Uma questão recorrente no debate sobre as políticas públicas de Comunicações no Brasil é a exclusão histórica de setores populares da sociedade civil como ator significativo na sua formulação. Salvo raras exceções – e, mesmo assim, contraditórias e polêmicas – o principal interessado na existência de uma comunicação democrática tem sido um não-ator, sistematicamente excluído por aqueles que de fato exercem o poder, vale dizer, os grupos privados de mídia e o Estado.
Ao contrário de políticas públicas que envolvem direitos consolidados como a saúde, o salário mínimo, o emprego, a educação ou a moradia, o direito à comunicação ainda não está positivado legalmente e a consciência de sua existência é escassa e difusa na grande maioria da população brasileira.
Reside aí, aliás, um dos principais nós da questão. Nas Comunicações, são os atores cujos interesses historicamente predominam – os grupos privados de mídia – os responsáveis principais pela colocação dos temas na agenda pública. E mais: são esses atores que ainda têm o maior poder de influenciar, direta e/ou indiretamente, na formação da consciência pública sobre a questão.
Um complicador adicional é que os hábitos no consumo do entretenimento e da informação são construídos no longo prazo.
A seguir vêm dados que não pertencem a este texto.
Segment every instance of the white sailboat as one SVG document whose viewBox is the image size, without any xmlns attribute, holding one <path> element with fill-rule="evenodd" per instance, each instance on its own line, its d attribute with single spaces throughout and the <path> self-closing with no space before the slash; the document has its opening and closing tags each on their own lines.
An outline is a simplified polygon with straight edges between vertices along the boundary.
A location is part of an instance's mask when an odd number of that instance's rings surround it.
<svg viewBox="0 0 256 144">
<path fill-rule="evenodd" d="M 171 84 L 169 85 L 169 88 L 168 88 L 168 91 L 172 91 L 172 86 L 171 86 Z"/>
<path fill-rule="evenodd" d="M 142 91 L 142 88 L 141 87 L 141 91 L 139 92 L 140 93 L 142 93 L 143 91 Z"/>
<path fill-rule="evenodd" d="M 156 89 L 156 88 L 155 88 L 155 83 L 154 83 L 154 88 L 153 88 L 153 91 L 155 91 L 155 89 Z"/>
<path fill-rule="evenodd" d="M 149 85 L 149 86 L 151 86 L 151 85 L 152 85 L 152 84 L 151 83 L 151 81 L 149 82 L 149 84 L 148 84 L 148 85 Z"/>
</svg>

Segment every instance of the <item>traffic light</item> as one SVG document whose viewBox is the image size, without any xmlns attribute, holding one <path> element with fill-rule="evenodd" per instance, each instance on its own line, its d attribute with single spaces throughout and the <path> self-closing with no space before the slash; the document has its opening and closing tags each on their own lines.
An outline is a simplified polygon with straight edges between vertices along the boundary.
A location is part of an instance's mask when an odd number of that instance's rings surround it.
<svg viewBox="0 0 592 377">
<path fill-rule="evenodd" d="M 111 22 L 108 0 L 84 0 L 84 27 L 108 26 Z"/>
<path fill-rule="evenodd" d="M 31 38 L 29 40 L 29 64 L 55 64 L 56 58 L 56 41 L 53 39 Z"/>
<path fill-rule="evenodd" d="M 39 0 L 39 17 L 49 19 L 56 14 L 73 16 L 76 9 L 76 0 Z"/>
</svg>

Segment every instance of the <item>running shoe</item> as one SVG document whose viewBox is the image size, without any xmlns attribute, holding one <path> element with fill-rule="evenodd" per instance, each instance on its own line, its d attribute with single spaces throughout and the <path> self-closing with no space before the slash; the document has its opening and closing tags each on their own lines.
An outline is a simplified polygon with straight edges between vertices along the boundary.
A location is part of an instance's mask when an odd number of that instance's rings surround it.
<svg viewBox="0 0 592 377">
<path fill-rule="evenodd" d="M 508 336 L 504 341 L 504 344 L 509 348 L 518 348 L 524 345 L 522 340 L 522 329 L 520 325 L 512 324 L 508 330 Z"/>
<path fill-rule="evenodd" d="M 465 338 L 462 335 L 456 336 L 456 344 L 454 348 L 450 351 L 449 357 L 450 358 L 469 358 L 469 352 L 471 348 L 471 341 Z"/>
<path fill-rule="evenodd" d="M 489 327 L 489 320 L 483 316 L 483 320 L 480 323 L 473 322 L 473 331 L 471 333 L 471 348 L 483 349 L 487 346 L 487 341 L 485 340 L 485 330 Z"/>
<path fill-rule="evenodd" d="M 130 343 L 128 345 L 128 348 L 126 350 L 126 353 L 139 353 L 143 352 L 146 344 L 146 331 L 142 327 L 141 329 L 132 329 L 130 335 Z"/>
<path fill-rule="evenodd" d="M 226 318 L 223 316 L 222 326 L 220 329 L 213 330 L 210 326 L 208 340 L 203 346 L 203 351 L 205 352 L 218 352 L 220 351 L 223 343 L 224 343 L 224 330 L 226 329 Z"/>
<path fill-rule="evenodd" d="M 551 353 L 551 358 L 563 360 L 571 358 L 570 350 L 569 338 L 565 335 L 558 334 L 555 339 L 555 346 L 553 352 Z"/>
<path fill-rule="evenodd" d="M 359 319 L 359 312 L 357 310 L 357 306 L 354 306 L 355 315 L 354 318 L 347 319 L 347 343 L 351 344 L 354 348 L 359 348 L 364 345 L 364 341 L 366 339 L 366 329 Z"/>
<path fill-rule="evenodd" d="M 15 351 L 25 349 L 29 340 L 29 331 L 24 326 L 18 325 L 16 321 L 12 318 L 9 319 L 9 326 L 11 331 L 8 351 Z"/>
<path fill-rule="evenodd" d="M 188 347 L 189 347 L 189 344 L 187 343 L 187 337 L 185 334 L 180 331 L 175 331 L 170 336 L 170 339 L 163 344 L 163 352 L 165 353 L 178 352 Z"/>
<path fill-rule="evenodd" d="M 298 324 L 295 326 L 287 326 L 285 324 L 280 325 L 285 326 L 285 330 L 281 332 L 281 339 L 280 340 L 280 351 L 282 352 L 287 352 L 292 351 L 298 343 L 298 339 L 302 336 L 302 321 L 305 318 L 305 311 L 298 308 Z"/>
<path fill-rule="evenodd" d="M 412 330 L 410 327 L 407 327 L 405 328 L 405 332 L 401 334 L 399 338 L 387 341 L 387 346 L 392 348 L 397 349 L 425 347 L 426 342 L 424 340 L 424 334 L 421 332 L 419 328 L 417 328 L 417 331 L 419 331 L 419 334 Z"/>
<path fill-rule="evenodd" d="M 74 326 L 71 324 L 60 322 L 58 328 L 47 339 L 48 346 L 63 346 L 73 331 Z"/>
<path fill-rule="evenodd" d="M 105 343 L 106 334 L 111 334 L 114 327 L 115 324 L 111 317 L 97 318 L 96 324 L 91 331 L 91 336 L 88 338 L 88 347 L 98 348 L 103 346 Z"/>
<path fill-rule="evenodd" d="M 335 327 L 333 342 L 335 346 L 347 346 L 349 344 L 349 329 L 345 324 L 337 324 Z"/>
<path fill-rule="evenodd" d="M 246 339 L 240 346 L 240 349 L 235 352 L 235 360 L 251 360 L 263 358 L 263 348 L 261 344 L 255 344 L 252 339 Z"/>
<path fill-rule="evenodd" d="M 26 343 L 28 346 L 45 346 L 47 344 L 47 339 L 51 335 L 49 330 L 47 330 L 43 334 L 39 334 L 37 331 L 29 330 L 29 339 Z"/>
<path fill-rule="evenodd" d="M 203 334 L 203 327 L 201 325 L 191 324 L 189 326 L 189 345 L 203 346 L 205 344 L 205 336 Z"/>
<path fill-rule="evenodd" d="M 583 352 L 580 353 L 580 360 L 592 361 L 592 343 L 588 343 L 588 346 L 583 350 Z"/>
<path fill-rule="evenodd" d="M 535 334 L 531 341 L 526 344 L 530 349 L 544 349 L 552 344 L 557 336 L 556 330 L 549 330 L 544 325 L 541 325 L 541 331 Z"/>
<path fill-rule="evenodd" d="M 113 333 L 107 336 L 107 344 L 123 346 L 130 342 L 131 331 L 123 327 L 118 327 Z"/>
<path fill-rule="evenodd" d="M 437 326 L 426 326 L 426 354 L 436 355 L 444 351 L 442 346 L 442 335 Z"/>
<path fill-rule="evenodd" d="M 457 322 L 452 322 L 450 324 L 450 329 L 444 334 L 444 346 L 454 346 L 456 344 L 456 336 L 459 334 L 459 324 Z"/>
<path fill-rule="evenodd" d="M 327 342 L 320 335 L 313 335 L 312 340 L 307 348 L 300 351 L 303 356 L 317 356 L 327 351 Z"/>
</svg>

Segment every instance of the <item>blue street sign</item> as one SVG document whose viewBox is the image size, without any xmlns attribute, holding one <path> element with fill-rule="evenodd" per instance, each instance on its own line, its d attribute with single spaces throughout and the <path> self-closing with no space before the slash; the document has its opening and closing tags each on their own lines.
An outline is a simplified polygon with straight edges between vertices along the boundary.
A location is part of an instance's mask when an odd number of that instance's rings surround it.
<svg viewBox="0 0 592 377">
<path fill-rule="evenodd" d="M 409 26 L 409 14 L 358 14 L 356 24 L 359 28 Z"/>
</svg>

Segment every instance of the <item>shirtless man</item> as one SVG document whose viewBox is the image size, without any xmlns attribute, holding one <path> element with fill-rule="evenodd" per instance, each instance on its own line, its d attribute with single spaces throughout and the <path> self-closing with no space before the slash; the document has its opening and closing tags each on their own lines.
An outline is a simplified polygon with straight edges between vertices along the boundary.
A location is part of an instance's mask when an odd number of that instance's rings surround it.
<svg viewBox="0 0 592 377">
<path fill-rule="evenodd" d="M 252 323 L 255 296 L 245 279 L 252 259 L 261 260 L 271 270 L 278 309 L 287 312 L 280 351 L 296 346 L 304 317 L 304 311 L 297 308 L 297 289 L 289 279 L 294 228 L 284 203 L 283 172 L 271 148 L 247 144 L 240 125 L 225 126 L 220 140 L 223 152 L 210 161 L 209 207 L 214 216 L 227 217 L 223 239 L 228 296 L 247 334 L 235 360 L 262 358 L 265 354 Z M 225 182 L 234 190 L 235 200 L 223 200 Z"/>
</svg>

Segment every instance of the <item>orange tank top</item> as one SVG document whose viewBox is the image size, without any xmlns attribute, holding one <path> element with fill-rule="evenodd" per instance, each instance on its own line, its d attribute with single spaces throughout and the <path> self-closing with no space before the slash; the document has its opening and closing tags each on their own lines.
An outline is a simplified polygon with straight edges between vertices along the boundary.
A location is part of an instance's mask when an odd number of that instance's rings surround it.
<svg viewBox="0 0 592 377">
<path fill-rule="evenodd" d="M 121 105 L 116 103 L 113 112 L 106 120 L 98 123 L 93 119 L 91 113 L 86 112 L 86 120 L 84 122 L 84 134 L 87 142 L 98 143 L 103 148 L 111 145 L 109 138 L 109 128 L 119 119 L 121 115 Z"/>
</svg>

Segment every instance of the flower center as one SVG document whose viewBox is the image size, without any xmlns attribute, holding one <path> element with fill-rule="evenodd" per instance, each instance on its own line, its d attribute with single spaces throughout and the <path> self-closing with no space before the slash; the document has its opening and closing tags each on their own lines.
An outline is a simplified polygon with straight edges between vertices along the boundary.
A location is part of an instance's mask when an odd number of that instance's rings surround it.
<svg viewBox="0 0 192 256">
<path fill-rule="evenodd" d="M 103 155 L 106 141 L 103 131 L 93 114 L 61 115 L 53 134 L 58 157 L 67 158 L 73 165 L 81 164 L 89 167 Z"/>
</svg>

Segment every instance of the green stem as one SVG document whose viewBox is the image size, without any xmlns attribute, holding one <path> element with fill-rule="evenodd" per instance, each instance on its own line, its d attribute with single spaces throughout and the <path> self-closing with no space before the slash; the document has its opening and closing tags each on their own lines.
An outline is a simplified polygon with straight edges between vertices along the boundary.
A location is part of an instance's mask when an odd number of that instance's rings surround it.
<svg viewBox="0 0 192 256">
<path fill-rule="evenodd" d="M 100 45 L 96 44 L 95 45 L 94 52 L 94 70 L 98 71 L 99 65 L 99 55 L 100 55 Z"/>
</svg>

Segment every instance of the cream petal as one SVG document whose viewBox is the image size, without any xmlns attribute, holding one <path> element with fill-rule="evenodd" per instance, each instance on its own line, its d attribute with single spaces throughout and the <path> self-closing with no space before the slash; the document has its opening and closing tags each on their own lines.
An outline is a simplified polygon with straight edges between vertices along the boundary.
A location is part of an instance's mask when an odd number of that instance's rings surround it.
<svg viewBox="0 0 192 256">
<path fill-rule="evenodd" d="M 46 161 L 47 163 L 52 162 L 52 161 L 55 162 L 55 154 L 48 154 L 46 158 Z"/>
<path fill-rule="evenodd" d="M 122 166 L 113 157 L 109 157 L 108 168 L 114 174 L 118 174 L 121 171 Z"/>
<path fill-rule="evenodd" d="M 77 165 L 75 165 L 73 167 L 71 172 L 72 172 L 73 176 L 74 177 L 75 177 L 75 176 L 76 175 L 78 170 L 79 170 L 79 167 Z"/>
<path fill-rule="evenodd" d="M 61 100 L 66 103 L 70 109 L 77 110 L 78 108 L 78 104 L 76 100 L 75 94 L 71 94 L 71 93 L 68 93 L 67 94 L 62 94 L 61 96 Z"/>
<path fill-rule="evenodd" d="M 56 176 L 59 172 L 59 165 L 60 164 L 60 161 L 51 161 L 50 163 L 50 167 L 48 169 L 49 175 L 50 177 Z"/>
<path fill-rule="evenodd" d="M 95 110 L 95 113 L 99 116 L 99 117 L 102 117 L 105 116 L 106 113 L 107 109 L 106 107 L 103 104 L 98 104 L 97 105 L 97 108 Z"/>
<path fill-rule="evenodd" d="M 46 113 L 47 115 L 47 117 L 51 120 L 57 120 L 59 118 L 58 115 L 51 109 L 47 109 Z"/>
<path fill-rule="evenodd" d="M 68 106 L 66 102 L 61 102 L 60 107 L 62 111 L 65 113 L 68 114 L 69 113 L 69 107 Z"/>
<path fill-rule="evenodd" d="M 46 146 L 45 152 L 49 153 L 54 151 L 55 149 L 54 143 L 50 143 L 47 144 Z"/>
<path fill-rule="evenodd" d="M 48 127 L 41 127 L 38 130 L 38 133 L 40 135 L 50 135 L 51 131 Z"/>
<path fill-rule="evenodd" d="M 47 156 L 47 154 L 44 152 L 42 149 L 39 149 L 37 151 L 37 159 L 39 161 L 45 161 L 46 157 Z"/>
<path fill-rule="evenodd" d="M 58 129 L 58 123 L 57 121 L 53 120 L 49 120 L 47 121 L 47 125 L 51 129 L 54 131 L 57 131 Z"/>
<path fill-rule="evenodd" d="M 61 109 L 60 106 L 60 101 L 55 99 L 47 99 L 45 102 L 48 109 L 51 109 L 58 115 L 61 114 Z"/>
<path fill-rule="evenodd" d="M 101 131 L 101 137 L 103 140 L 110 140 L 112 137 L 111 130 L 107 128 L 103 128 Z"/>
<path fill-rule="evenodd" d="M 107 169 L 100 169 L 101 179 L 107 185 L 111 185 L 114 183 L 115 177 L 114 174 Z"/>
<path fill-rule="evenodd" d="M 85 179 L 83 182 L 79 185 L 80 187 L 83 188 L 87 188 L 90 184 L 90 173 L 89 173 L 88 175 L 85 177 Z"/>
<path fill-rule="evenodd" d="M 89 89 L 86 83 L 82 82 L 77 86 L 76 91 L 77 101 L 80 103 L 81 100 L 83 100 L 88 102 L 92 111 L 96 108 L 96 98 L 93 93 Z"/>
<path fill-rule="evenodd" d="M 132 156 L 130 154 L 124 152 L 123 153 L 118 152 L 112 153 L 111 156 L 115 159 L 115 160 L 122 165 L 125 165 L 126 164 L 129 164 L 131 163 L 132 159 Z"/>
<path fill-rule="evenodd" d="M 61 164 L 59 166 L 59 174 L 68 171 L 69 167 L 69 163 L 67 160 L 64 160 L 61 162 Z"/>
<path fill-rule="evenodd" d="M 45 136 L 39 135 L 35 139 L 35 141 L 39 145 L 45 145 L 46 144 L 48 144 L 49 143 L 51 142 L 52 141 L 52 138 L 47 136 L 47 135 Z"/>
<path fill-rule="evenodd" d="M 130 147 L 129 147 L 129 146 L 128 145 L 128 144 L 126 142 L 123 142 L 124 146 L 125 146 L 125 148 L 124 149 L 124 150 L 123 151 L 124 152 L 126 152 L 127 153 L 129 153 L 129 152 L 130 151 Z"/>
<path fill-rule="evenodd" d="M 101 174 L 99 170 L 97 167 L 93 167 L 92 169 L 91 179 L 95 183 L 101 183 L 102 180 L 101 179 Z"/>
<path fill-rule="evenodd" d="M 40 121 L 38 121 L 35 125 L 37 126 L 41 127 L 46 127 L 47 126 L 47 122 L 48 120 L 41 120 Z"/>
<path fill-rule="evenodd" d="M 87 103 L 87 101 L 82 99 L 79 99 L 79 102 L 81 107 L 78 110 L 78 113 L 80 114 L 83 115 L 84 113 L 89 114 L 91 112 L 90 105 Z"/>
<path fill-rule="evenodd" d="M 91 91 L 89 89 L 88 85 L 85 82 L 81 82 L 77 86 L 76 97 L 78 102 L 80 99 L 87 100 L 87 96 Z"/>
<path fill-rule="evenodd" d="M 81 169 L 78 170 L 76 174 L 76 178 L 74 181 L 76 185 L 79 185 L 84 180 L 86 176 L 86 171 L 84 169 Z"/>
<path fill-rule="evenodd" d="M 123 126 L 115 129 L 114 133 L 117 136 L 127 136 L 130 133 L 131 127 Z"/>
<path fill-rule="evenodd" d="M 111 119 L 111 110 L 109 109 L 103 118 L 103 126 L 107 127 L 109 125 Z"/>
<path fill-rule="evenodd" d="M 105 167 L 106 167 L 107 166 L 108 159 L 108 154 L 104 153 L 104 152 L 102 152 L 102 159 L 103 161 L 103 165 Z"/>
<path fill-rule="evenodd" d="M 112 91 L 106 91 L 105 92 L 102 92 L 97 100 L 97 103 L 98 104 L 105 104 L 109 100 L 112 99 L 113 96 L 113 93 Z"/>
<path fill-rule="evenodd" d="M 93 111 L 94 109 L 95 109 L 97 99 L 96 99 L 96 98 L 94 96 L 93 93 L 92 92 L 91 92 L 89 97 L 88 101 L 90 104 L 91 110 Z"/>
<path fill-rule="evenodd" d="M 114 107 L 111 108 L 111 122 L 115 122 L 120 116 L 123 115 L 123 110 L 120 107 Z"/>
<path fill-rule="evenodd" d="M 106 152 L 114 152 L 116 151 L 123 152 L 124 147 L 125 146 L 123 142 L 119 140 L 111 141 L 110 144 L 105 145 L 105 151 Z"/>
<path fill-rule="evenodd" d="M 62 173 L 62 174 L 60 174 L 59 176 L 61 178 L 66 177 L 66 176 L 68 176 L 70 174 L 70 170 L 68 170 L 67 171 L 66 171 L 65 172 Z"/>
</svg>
E quando não se tem uma alternativa de referência, dificilmente o modelo cultural hegemônico é questionado.
Quando a Federal Communications Commission – a agência reguladora das comunicações nos Estados Unidos – tentou “flexibilizar” as regras da propriedade cruzada da mídia, em 2003, uma imensa e inesperada reação da população junto ao Congresso impediu que a medida fosse consumada. Milhões de e-mails entupiram as caixas de correio eletrônico de deputados e senadores mostrando o desserviço à democracia do que lá se chama “controle corporativo da mídia”.
A reação popular nos Estados Unidos foi conseqüência de um trabalho de “formiguinha” que dezenas de entidades de observação e crítica da mídia vêm fazendo ao longo do tempo. No Brasil, ainda falta muito para que o direito à comunicação se consolide junto à maioria de nossa população.
Dentro desse amplo quadro de questões e com o objetivo de contribuir para a ampliação do debate sobre as Comunicações é que se organizou este Política de comunicações: Um balanço dos governos Lula [2003-2010].
Não se trata apenas de apresentar um acompanhamento crítico das iniciativas de governo em relação às políticas públicas de Comunicações ao longo dos últimos oito anos, mas também de delinear o contexto cronológico dentro do qual os principais atores interessados na formulação dessas políticas se movimentaram no período. Para tanto, tomou-se como referencia cinco grandes temas, divididos em subtemas.
Marco regulatório
O primeiro deles foi o Marco Regulatório. Reúnem-se aqui trinta e sete artigos que discutem, em primeiro lugar, o estado geral de desrregulação do setor, com ênfase na não regulamentação dos artigos do capítulo sobre a Comunicação Social da Constituição de 1988. Em seguida, trata-se da ausência de regulação da propriedade cruzada dos meios, fonte principal do estado de concentração que caracteriza as atividades de mídia no nosso país. Em seguida, discutem-se evidências da permanência da prática do coronelismo eletrônico, incluindo-se aí o que nomeamos de “coronelismo eletrônico evangélico”. E finalmente trata-se do vai-e-vem relativo à elaboração de uma proposta de Lei Geral de Comunicação Eletrônica de Massa que, até o momento em que se escrevem essas linhas, não se materializou.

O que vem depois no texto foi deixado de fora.